31 of 34 people found the following review helpful
5.0 out of 5 stars Misreading Rawls 17 May 2004
By A Customer - Published on Amazon.com
Format:Paperback
John Rawls' masterful "A Theory of Justice" doesn't need to be defended by me, but I honestly doubt whether many of the far-right Amazon reviewers who attack the book have actually read it. They certainly misunderstand or willfully misrepresent its arguments. Take Mr. Walt Byars of Tampa, for example, who dismisses Rawls as a "bad philosopher" and then writes: "Much of the veil of ignorance relates to getting the person in the original position to choose what is best for the average man." As anyone who has actually read "A Theory of Justice" knows, the original position rules out utilitarian results and generates principles of justice that protect the worst off members of society, not the average members. How someone could read the book yet get this fundamental point wrong is amazing (unbelievable, in fact). To paraphrase Amazon reviewer C.T. Dreyer (who has read and understood Rawls), "Just read the book!"

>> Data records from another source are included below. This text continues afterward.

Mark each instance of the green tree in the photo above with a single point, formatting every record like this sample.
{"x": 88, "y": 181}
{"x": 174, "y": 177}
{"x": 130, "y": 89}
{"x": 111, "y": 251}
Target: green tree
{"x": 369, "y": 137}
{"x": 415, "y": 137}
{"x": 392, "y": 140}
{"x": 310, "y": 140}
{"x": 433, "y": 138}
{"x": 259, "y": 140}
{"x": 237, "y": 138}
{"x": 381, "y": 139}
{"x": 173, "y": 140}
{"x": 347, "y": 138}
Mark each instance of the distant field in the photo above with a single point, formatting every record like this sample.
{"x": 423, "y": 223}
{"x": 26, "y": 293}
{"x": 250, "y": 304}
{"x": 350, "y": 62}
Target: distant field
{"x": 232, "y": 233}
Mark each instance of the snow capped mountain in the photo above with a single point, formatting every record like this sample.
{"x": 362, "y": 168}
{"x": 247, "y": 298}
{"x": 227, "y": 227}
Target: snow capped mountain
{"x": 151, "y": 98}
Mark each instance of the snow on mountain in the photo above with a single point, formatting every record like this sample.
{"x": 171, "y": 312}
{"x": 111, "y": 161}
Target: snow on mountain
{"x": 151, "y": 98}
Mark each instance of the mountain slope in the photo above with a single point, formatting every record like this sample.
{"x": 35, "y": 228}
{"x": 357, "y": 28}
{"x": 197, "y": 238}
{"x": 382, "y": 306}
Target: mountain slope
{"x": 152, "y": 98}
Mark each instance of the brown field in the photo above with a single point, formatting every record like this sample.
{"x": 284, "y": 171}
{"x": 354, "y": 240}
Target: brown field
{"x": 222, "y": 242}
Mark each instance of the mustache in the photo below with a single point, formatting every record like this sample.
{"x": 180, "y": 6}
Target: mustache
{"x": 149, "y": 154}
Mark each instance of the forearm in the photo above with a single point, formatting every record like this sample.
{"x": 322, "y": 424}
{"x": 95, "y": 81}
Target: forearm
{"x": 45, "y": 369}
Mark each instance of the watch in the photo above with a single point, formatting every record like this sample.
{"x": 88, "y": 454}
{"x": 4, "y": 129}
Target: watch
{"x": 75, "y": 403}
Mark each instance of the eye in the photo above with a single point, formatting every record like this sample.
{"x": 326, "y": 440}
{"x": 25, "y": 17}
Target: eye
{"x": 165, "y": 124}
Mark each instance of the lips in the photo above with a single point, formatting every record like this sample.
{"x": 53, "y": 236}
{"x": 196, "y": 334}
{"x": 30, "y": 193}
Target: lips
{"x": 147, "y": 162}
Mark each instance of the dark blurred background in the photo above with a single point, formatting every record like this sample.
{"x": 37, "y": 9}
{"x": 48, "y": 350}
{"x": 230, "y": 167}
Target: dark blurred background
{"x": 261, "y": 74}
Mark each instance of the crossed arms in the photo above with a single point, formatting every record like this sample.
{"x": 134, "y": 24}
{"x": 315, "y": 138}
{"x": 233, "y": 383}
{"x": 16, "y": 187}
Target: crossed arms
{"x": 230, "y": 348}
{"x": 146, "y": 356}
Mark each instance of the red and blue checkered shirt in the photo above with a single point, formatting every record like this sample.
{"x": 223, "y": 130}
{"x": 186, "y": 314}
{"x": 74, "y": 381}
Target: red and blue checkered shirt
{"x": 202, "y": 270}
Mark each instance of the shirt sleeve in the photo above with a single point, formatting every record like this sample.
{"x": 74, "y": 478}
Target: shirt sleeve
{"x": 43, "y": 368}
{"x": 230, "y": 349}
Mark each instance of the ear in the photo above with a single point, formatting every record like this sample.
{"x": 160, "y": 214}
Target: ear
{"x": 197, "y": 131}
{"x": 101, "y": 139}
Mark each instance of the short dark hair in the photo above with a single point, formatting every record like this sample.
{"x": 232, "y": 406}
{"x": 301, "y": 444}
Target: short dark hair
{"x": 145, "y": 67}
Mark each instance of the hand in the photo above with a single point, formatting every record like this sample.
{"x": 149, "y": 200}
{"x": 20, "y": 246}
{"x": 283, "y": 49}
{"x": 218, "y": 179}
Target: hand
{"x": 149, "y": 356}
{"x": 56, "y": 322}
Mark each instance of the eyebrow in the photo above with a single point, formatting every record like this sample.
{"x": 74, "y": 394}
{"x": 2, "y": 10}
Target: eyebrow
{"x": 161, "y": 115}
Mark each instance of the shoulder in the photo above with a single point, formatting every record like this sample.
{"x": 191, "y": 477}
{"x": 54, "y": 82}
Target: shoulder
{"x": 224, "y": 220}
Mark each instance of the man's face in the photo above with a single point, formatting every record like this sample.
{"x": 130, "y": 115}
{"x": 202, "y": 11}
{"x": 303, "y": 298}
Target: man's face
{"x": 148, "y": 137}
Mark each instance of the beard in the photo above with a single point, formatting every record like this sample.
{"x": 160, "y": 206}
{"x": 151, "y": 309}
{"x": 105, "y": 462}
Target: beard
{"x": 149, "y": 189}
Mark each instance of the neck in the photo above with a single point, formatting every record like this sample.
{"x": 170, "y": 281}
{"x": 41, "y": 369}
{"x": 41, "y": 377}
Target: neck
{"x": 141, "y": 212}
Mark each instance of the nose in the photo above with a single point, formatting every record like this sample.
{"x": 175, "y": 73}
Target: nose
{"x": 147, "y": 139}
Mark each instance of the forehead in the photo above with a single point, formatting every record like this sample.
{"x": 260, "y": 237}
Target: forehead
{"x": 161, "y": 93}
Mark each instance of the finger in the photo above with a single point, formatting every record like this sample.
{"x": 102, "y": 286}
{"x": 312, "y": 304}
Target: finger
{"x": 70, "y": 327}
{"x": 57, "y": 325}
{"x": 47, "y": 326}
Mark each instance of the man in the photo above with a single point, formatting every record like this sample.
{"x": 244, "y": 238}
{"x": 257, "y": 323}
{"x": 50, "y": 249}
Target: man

47 of 54 people found the following review helpful
4.0 out of 5 stars The starting point for contemporary political philosophy 30 July 2001
By Julian Sanchez - Published on Amazon.com
Format:Paperback
It seems as though an enormous number of the reviews here are from amateur philosophers who rate the book according to how closely they agree with its conclusions, and if the level of agreement is low, go on to give an argument (usually involving a shallow misreading of Rawls) instead of a review. I suggest not taking these into account too heavily. FWIW, I'm among those who thinks Nozick's response to Rawls is brutally on target -- but ToJ is nevertheless a subtle and important piece of political philosophy. If anything, the book is valuable precisely because in seeing why it goes wrong (which is hardly as simple as some of the other reviews make it sound) we get a clearer notion of what features an adequate account of justice would need to have.
Rather than accepting some glib dismissal, I suggest picking up the book and grappling with the arguments yourself. Rawls is not exactly exciting to read (as opposed to, say, Nozick) but this is in part because he is admirably rigorous and methodical, taking pains to distinguish opposed views (he considers several different versions of Utilitarianism, for example, rather than treating it as a monolithic theory) and outline precisely how and why they differ from his own. Whether or not you agree with his conclusions, ToJ is absolutely a prerequisite for almost any serious engagement with contemporary political philosophy, which takes place very much in the shadow of Rawls.